More than 5 years have passed since last update.

秘密計算ことはじめ2019

Posted at 2019-11-17

Pyfhel(Python For Homomorphic Encryption Libraries)という完全準同型暗号ライブラリのチートシートです。

Pyfhelを使うと暗号化されたデータを復号せずにそのまま演算することが可能です。

Pyfhelについて

ソースコード
- ibarrond/Pyfhel: PYthon For Homomorphic Encryption Libraries, perform encrypted computations such as sum, mult, scalar product or matrix multiplication in Python, with NumPy compatibility. Uses SEAL/HElib/PALISADE as backends, implemented using Cython.
ドキュメント
- Welcome to Pyfhel’s documentation! — Pyfhel 18/11/2018 documentation

インストール

pip3 install pyfhel

from Pyfhel import Pyfhel, PyCtxt, PyPtxt

Name	Memo
PyPtxt	プレーンテキストデータを格納するためのオブジェクト
PyCtxt	暗号文を格納するのためのオブジェクト
Pyfhel	PyCtxtに対する関数¹などを含むオブジェクト

Pythonのバージョン等は下記の通り

Python (3.4+) & Cython on top of C++17. (REQUIRED: Python must have been compiled with C++17: g++>=6 | clang++>=5.0, Visual Studio 2017.).

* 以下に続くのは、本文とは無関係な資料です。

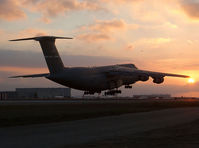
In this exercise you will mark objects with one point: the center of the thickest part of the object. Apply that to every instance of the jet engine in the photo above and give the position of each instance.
(158, 80)
(143, 77)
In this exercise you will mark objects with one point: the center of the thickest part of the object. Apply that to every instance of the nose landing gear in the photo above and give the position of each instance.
(112, 92)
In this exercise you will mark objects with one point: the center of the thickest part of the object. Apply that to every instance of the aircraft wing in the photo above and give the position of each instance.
(159, 74)
(32, 76)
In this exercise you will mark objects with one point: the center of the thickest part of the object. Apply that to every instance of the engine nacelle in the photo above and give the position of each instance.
(158, 80)
(143, 78)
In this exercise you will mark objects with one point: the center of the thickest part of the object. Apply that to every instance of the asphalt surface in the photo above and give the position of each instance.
(79, 132)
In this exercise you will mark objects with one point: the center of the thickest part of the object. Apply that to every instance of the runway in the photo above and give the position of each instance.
(79, 132)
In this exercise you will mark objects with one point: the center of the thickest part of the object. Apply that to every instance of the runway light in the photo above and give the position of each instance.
(191, 80)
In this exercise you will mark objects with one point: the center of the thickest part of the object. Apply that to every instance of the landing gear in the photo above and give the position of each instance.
(92, 92)
(112, 92)
(128, 86)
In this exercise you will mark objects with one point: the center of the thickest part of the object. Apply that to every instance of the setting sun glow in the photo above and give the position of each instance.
(191, 80)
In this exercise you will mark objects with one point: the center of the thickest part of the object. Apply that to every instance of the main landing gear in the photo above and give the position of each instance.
(112, 92)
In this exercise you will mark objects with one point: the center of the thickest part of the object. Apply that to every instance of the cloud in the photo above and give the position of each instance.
(31, 32)
(10, 10)
(191, 8)
(103, 30)
(53, 8)
(92, 37)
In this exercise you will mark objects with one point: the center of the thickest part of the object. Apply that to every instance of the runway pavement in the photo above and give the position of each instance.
(71, 133)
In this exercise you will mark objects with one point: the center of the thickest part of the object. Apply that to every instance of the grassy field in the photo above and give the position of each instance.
(37, 113)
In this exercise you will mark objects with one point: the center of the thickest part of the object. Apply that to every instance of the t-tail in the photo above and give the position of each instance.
(50, 52)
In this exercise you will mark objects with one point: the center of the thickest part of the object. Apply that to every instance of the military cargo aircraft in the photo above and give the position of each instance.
(91, 79)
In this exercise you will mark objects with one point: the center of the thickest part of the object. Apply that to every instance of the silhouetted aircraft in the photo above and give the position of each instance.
(91, 79)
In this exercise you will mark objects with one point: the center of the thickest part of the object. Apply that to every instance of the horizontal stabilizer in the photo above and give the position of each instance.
(40, 38)
(31, 76)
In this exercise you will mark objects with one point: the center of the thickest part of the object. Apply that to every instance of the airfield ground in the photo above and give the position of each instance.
(103, 123)
(13, 113)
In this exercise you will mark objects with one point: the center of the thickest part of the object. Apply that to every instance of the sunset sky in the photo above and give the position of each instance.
(156, 35)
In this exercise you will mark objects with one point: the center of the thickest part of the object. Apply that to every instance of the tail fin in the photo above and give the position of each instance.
(50, 52)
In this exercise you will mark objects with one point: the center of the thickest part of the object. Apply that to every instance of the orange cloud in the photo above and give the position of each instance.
(94, 37)
(10, 10)
(101, 30)
(191, 8)
(53, 8)
(32, 32)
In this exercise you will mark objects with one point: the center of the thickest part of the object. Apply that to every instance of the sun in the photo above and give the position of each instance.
(191, 80)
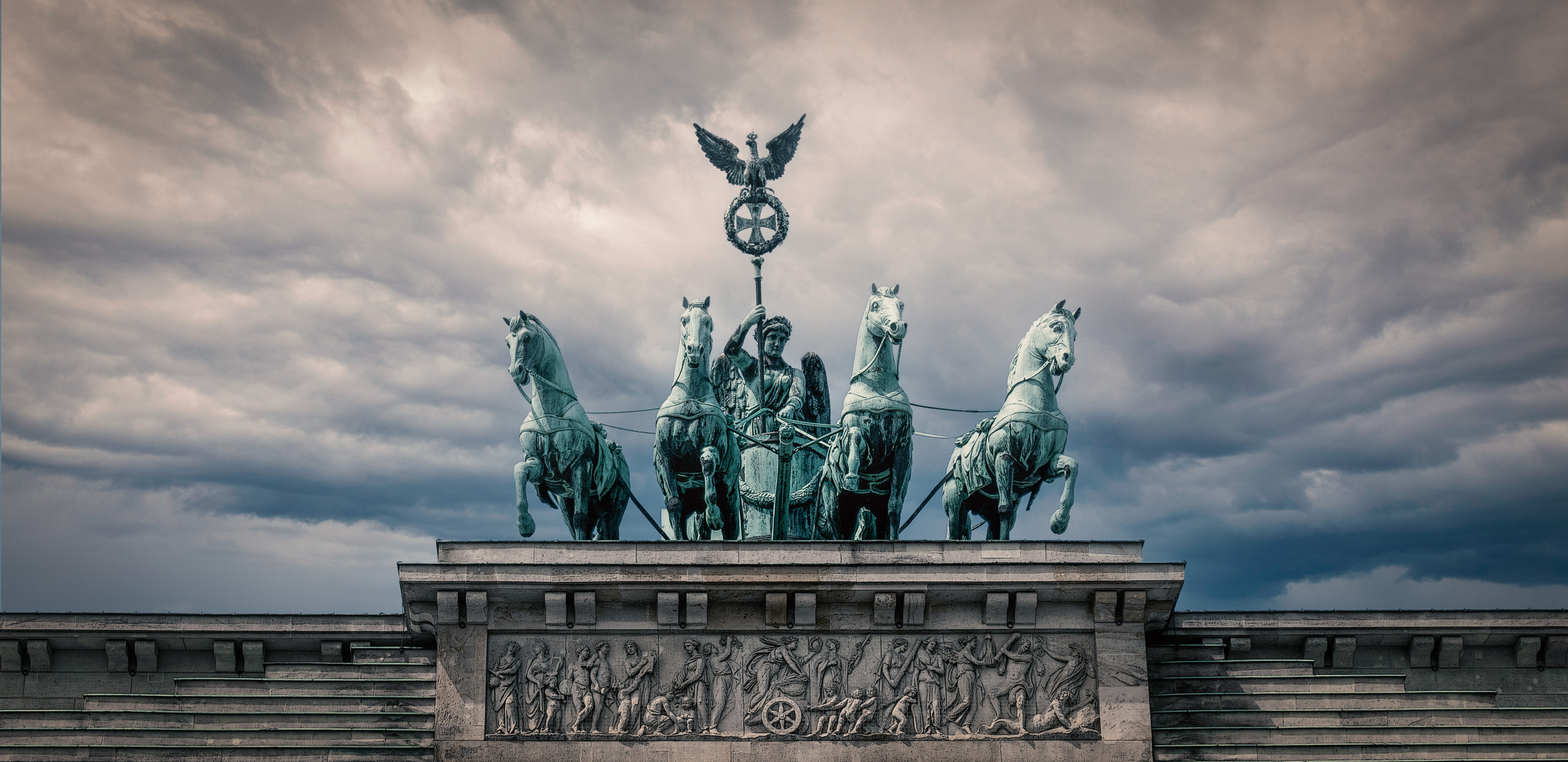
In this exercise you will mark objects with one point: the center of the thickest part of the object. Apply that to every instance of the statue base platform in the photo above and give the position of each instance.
(854, 651)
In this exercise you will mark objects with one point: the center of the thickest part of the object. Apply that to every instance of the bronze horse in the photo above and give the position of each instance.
(563, 454)
(1019, 447)
(695, 455)
(866, 474)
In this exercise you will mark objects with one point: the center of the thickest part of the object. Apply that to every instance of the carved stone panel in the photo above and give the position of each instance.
(782, 687)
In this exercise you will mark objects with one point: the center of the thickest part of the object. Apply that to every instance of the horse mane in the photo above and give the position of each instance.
(1059, 311)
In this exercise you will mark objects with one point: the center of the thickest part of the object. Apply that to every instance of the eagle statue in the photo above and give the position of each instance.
(756, 171)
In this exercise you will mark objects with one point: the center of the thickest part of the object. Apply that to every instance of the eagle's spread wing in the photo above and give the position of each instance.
(814, 406)
(779, 150)
(725, 156)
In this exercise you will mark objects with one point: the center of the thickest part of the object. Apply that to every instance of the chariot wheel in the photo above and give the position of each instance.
(782, 715)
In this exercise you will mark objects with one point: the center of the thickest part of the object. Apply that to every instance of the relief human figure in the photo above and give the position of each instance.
(1072, 676)
(552, 700)
(661, 717)
(1018, 679)
(722, 662)
(602, 681)
(1063, 715)
(963, 679)
(504, 689)
(864, 710)
(849, 710)
(535, 675)
(769, 667)
(626, 713)
(828, 670)
(582, 689)
(930, 672)
(832, 706)
(900, 710)
(891, 672)
(640, 675)
(686, 715)
(695, 678)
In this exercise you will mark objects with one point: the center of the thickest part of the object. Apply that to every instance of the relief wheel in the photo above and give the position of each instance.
(782, 715)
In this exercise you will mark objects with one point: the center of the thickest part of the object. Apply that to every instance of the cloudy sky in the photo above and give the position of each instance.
(254, 259)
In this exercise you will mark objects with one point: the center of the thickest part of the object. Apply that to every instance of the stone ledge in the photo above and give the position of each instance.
(803, 552)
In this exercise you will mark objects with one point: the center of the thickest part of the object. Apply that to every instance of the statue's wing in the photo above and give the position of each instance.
(816, 406)
(779, 151)
(725, 156)
(728, 386)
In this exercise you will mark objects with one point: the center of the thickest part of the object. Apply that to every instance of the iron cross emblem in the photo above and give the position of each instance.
(756, 223)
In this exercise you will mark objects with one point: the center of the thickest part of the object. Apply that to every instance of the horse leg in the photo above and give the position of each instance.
(954, 504)
(1003, 527)
(667, 482)
(1068, 468)
(864, 524)
(731, 482)
(855, 449)
(522, 474)
(828, 499)
(582, 513)
(712, 519)
(899, 485)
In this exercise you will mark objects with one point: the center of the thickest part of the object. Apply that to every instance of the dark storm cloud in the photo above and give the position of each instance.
(254, 259)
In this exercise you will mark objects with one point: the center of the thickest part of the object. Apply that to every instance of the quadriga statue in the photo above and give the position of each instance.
(565, 455)
(760, 394)
(695, 455)
(1019, 449)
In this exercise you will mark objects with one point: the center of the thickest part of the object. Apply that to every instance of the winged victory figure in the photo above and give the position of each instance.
(756, 171)
(743, 385)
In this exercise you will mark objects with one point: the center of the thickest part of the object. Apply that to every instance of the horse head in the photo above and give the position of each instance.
(697, 333)
(885, 314)
(521, 346)
(1054, 334)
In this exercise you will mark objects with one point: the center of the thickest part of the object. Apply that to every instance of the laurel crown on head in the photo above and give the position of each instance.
(778, 323)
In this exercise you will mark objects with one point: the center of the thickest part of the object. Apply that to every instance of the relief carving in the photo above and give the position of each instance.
(858, 686)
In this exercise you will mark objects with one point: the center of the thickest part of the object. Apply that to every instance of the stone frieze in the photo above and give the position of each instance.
(792, 686)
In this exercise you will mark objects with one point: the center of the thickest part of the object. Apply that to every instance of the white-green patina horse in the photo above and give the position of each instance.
(563, 454)
(695, 454)
(1021, 446)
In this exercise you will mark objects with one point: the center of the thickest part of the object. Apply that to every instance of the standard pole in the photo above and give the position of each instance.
(762, 377)
(782, 487)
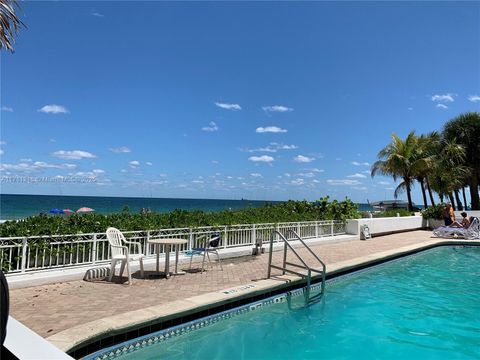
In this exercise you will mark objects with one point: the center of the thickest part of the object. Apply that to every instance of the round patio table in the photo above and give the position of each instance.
(168, 243)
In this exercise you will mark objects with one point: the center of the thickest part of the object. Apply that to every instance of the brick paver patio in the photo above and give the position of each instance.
(48, 309)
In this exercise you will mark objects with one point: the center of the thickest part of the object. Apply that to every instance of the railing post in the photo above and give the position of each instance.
(24, 254)
(225, 234)
(254, 235)
(147, 246)
(190, 239)
(94, 250)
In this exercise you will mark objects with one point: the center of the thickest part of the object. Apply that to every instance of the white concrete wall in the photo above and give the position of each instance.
(26, 344)
(386, 225)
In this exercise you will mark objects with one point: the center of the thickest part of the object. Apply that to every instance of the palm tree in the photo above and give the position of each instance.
(448, 172)
(400, 159)
(465, 129)
(427, 149)
(10, 23)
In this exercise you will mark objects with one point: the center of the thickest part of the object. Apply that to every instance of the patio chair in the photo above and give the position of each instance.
(120, 253)
(470, 233)
(210, 248)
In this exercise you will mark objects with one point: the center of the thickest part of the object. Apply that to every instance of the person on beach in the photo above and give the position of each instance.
(465, 223)
(448, 215)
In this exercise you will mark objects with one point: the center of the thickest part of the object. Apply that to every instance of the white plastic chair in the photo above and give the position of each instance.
(121, 253)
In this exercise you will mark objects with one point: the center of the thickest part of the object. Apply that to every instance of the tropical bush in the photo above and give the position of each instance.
(433, 212)
(393, 213)
(288, 211)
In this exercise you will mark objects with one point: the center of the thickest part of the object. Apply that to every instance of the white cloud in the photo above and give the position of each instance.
(357, 176)
(308, 174)
(316, 170)
(93, 174)
(226, 106)
(134, 164)
(272, 129)
(263, 158)
(73, 154)
(121, 149)
(303, 159)
(297, 182)
(356, 163)
(272, 147)
(344, 182)
(54, 109)
(211, 128)
(276, 108)
(28, 166)
(443, 98)
(472, 98)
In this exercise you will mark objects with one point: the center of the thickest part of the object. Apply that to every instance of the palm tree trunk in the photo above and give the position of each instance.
(464, 198)
(457, 199)
(409, 195)
(452, 201)
(420, 180)
(429, 191)
(475, 200)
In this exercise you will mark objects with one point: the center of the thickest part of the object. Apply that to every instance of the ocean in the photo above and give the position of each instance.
(21, 206)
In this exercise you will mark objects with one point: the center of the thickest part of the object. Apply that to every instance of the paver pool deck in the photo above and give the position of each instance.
(49, 309)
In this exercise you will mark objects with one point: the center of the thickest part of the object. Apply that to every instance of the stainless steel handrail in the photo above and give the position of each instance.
(284, 269)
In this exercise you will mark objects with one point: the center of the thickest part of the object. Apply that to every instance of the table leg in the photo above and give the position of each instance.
(176, 259)
(167, 260)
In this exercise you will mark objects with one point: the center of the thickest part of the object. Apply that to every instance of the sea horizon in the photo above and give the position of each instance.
(19, 206)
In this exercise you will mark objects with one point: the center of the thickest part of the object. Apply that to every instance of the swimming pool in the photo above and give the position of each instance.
(422, 306)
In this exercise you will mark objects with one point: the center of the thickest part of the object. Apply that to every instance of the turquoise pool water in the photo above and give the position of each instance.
(425, 306)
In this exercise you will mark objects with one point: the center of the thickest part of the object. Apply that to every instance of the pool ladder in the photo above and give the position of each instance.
(303, 265)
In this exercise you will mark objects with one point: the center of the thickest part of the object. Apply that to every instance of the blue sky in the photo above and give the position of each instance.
(257, 100)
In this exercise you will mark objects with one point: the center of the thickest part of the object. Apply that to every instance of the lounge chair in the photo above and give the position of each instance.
(210, 248)
(471, 233)
(120, 253)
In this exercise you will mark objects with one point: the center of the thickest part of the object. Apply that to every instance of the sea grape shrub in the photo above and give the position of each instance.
(434, 212)
(288, 211)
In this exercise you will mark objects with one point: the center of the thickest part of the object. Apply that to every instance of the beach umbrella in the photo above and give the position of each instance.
(84, 209)
(56, 211)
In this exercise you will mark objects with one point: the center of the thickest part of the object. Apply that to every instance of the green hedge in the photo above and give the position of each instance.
(321, 209)
(434, 212)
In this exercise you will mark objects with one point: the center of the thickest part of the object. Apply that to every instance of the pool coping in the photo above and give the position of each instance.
(81, 336)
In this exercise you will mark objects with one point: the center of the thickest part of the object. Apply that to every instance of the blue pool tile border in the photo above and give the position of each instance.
(137, 343)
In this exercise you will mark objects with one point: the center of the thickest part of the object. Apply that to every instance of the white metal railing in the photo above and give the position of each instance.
(23, 254)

インストールは結構時間がかかるので注意。Google Colaboratoryで5分くらいかかる。

鍵の生成

he = Pyfhel()
he.contextGen(p=65537, m=4096)
he.keyGen()

p：Plaintext modulus.　巨大な素数、全ての処理はmod pで行われる
m：Coefficient modulus　m=pow(2,12)などと指定すると良い

鍵の書き出し・読み込み

he.saveContext('context.txt') #コンテキストをファイルに保存
he.savepublicKey('pub.key')  #公開鍵をファイルに保存
he.savesecretKey('secret.key') #秘密鍵をファイルに保存

he.restoreContext('context.txt') #コンテキストをファイルから読み込み
he.restorepublicKey('pub.key')  #公開鍵をファイルから読み込み
he.restoresecretKey('secret.key') #秘密鍵をファイルから読み込み

コンテキストはよくわからないが、おそらくpとmのパラメータに関する情報だと思われる。
暗号化だけならContextとpublicKeyをrestoreすれば十分
復号だけならContextとsecretKeyだけrestoreすれば十分

暗号化・復号

# int型の暗号化・復号
enc_13 = he.encryptInt(13)
dec_13 = he.decryptInt(enc_13)

# float型の暗号化・復号
enc_11dot13 = he.encryptFrac(11.13)
dec_11dot13 = he.decryptFrac(enc_11dot13)

# array型の暗号化・復号（各要素がint型の場合）
he = Pyfhel()
he.contextGen(p=65537, m=4096, flagBatching=True)  #flagBatchingをTrueにする
enc_1113 = he.encryptBatch([1,1,1,3])
dec_1113 = he.decryptBatch(enc_1113)
print(enc_1113, dec_1113[len(enc_1113), len(dec_1113))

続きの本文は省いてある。